Last month, the pair united for their Transitional Master of Occupational Therapy cohort’s monthly on-ground class on Concordia’s Mequon campus. Boyd-Small organized a small celebration among their classmates and gifted Briceno Guerrero with the American flag his family received when his grandfather, who served in the Navy, passed away.

“It wasn’t something I was trying to grandstand about or make a big deal about,” Boyd-Small said. “I just wanted to do something nice to congratulate her and make her feel welcome. It’s how I would want to be treated if I came here.”

Boyd-Small is part of a lineage of military members. In addition to his grandfather, Boyd-Small’s father and great-grandfather served, as did several of his extended family members. Boyd-Small, who was a sergeant in the Army, fought from 2003-2004 as part of Operation Iraqi Freedom.

While the American flag is symbolic of many things, Boyd-Small said the flag he gave to Briceno Guerrero was meaningful because it represented his grandfather’s views of this nation.

He believed in what it means to be an American. ...If my grandpa were alive today, he would have wanted her to have it.
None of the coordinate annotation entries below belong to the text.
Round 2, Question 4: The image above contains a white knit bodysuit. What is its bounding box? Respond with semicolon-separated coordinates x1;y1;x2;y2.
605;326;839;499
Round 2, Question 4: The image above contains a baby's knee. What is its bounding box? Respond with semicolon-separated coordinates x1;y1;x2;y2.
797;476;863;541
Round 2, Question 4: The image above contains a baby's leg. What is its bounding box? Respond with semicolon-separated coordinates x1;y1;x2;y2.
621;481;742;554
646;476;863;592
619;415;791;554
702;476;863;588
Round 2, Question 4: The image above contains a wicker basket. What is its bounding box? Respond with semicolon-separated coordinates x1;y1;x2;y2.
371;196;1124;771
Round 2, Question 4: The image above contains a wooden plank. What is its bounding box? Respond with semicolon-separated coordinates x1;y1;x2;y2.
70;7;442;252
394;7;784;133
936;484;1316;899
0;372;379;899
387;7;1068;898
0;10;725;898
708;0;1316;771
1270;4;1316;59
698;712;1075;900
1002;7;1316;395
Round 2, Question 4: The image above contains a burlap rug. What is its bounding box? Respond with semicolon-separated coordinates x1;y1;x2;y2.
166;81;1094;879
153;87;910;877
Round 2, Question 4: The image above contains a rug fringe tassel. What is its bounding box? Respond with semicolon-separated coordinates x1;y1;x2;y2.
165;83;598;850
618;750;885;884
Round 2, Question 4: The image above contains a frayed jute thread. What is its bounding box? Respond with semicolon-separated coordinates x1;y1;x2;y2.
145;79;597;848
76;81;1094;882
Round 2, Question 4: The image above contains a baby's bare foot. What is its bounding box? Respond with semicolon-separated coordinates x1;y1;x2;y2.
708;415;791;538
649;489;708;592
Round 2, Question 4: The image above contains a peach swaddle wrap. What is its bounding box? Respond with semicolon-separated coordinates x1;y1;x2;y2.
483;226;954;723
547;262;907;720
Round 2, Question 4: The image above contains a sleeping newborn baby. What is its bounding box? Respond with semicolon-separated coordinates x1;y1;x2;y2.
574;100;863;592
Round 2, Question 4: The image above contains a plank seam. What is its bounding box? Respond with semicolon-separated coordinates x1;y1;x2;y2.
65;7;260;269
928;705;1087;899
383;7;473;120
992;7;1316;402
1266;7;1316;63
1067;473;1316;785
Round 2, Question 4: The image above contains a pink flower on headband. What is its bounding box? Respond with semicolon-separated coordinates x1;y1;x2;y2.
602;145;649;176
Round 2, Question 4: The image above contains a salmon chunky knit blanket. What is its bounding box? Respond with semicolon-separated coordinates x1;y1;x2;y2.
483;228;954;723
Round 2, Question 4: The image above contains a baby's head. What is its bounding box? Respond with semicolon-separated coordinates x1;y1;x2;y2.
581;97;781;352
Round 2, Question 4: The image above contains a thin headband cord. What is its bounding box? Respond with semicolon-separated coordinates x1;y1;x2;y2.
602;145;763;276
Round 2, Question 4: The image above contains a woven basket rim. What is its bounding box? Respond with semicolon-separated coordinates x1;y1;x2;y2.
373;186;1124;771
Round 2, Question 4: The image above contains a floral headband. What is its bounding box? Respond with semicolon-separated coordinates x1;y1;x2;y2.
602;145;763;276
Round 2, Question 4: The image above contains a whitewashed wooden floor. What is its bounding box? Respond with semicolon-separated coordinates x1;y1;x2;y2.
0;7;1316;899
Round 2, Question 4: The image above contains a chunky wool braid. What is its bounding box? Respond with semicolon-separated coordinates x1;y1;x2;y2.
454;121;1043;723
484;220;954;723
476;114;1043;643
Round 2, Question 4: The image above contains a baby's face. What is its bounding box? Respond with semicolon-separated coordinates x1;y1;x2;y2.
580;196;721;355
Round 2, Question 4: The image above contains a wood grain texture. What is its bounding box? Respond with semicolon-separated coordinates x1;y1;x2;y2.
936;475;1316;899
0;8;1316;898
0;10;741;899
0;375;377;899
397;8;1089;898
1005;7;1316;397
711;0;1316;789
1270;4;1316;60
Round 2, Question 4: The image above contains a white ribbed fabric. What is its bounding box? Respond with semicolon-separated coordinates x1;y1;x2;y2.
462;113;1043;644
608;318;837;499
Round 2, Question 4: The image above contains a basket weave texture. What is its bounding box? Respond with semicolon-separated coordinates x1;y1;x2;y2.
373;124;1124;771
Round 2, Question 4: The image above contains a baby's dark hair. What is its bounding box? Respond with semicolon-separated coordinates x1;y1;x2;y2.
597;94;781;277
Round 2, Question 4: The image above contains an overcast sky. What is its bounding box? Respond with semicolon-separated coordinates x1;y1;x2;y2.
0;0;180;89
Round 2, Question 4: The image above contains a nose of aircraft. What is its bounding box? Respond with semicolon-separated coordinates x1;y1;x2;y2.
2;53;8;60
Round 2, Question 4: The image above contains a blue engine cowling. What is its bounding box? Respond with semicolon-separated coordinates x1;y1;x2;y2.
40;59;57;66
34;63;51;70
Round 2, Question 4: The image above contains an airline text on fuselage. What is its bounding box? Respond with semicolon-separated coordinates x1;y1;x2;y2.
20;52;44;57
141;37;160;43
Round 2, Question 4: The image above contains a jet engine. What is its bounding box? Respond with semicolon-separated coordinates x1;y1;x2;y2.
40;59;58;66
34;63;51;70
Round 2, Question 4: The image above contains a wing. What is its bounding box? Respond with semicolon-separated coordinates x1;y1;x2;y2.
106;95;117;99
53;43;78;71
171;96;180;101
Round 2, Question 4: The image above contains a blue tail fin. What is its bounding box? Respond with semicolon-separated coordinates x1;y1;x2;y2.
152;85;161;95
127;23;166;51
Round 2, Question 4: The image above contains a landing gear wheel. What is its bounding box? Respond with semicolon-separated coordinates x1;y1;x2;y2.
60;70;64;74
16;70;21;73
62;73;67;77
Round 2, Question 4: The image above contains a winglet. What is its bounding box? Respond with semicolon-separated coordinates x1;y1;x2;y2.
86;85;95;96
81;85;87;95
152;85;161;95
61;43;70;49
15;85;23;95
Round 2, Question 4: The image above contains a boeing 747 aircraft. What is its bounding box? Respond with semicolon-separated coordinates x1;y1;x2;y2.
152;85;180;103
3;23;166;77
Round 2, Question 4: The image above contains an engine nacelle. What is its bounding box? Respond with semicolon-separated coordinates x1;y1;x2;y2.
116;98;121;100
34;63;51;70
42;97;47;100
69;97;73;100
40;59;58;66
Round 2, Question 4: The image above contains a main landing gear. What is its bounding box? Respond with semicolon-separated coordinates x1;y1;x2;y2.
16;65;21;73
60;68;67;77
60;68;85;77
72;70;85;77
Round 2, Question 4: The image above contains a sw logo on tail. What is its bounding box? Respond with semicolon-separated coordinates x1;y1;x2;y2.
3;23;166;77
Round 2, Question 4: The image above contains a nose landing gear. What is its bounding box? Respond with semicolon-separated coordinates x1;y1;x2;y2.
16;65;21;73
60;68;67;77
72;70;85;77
“He believed in what it means to be an American, and that includes being welcoming of new Americans,” Boyd-Small said. “When we are unwelcoming of new Americans, we tarnish the dream of all Americans. If my grandpa were alive today, he would have wanted her to have it.”

Briceno Guerrero said she was surprised to receive the gift and was touched by her classmate’s reaction to her news.

“He was so excited. He went crazy and told everyone in our class,” she said. “I’m very grateful.”